Peyronie’s plaque is the heart of the problem
Peyronie’s disease is an abnormal collection of fibrous pathological tissue in the deep tissue layers within the substance of the tunica albuginea and the Peyronies plaque; it is also characterized by excessive deposition of collagen within that same plaque material. Even thought the cause of Peyronie’s disease remains unknown, direct injury or repeated small trauma is most often thought to be the two most likely inciting events eventually resulting in Peyronie’s disease.
Materials and Methods
To understand the onset and cause of the Peyronie’s disease plaque or scar tissue that is always present in every case of PD, it is necessary to follow a simple approach that examines for the presence of collagen, elastic fiber, and fibrin content within the PD plaque material and evaluate its distribution.
Peyronies plaque or scar tissue specimens were taken from 33 Peyronie’s disease patient volunteers, and control penile tissue samples and nodular tissue samples were taken from eight patients with Dupuytren’s contracture (a related and similar problem of the hand). These samples were analyzed to determine collagen staining characteristics, and patterns of elastic tissue distribution.

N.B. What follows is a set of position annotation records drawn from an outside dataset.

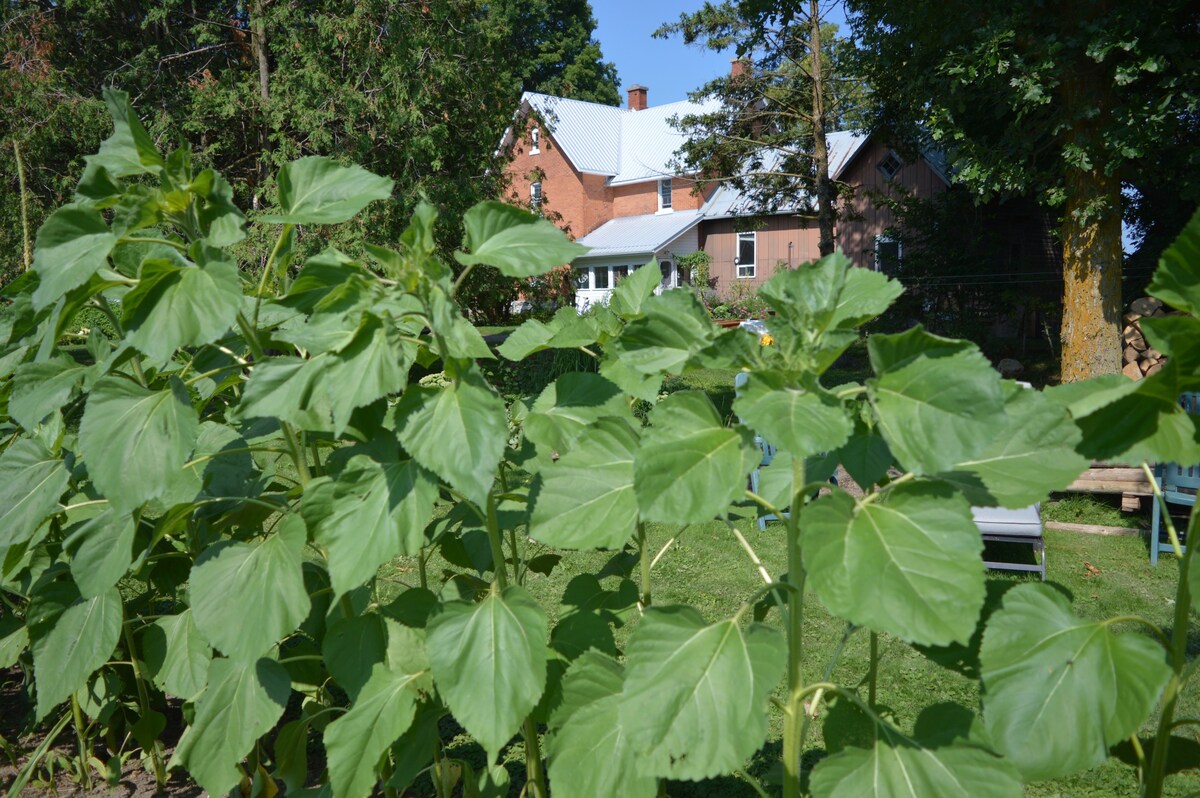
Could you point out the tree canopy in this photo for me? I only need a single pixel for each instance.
(1065, 103)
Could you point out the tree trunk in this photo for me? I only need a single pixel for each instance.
(1091, 227)
(826, 215)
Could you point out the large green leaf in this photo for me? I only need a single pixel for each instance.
(945, 762)
(918, 550)
(1177, 279)
(514, 240)
(690, 467)
(243, 702)
(41, 388)
(489, 661)
(799, 420)
(587, 729)
(70, 649)
(101, 550)
(136, 441)
(571, 405)
(355, 741)
(72, 244)
(367, 515)
(31, 481)
(457, 432)
(177, 655)
(1093, 688)
(586, 499)
(316, 190)
(695, 699)
(1031, 454)
(180, 305)
(259, 585)
(673, 327)
(129, 150)
(939, 401)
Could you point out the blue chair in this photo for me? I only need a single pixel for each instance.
(1179, 485)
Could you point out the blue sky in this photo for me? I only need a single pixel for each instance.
(666, 66)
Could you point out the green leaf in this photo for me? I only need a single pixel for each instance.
(918, 549)
(1030, 455)
(690, 467)
(129, 150)
(587, 729)
(101, 550)
(685, 679)
(316, 190)
(31, 481)
(937, 400)
(630, 295)
(586, 499)
(457, 432)
(489, 661)
(1177, 279)
(801, 420)
(514, 240)
(72, 244)
(73, 647)
(569, 406)
(135, 441)
(243, 702)
(357, 741)
(673, 328)
(261, 585)
(180, 305)
(367, 515)
(177, 657)
(1095, 688)
(41, 388)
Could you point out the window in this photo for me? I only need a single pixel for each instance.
(888, 255)
(889, 167)
(745, 257)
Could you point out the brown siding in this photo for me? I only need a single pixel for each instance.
(773, 237)
(862, 220)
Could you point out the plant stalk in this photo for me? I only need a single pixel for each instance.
(793, 714)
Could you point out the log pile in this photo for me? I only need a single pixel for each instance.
(1141, 359)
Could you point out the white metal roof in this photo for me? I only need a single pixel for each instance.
(639, 234)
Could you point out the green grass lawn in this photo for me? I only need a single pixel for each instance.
(707, 568)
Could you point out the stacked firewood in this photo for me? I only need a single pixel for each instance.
(1141, 359)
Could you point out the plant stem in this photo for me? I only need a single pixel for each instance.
(643, 547)
(793, 715)
(1179, 660)
(82, 743)
(160, 775)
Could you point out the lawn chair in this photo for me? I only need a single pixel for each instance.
(1179, 485)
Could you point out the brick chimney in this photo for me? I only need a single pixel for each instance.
(637, 97)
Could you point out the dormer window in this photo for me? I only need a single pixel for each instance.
(889, 167)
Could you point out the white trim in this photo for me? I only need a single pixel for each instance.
(753, 267)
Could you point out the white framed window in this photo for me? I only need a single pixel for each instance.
(744, 259)
(888, 255)
(889, 167)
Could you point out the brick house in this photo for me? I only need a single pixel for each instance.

In addition, plaque tissue from another 19 Peyronie’s disease patients, control tissue and nodular tissue from Dupuytren’s disease were also analyzed for fibrin in these same samples.

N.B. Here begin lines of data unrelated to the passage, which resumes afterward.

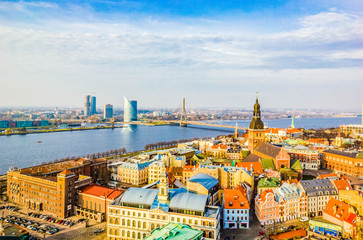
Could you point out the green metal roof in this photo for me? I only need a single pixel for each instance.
(296, 165)
(268, 163)
(175, 231)
(269, 182)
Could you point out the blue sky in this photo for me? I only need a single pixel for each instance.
(297, 54)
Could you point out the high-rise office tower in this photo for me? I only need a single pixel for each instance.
(93, 105)
(108, 111)
(130, 110)
(87, 106)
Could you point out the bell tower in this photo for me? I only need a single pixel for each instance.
(256, 131)
(163, 194)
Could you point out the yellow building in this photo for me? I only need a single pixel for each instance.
(139, 211)
(135, 173)
(156, 171)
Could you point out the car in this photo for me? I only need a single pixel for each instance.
(98, 230)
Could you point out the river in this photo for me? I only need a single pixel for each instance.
(24, 151)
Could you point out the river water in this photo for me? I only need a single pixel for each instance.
(24, 151)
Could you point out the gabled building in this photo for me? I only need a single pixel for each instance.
(266, 208)
(206, 185)
(236, 208)
(175, 231)
(339, 213)
(318, 192)
(292, 201)
(140, 210)
(279, 155)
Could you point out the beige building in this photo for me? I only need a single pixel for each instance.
(318, 192)
(55, 195)
(139, 211)
(135, 173)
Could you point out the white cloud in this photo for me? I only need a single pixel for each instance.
(153, 58)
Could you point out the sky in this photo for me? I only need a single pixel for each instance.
(294, 53)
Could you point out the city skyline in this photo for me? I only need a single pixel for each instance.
(297, 54)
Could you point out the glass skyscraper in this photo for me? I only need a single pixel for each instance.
(130, 110)
(90, 105)
(108, 111)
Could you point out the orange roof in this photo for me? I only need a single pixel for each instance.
(292, 130)
(188, 168)
(257, 166)
(339, 210)
(236, 198)
(342, 184)
(263, 195)
(220, 146)
(99, 191)
(290, 235)
(66, 172)
(323, 176)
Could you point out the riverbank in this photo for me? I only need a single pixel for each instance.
(56, 130)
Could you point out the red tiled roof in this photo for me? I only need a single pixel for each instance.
(257, 166)
(339, 210)
(220, 146)
(236, 198)
(188, 168)
(323, 176)
(342, 184)
(66, 172)
(263, 195)
(99, 191)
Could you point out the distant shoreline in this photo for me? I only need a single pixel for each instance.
(59, 130)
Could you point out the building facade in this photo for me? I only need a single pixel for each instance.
(343, 162)
(318, 192)
(256, 131)
(139, 211)
(236, 208)
(309, 158)
(56, 195)
(130, 110)
(266, 208)
(93, 201)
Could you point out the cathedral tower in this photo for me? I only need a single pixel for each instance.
(256, 131)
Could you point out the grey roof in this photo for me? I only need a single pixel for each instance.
(341, 153)
(252, 158)
(268, 149)
(205, 180)
(189, 201)
(318, 187)
(139, 196)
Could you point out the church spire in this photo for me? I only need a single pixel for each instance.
(236, 131)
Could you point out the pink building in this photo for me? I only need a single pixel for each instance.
(266, 207)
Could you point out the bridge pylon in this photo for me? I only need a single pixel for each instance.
(183, 115)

Abnormally stained collagen was found in 32 of 33 plaque specimens (97%), disrupted elastic fibers in 31 of 33 plaque specimens (94%), and abnormal fibrin deposits were also found in plaque tissue from 18 of 19 patients (95%). None of these abnormalities were located in normal or scared tunica from control patients.
These findings of fibrin deposits in Peyronie’s plaque tissue is consistent with the concept that repetitive injury and disruption of the small blood vessels and capillaries of the area results in fibrin deposition in the tissue space and has served to provide insights into the pathophysiology of Peyronie’s disease.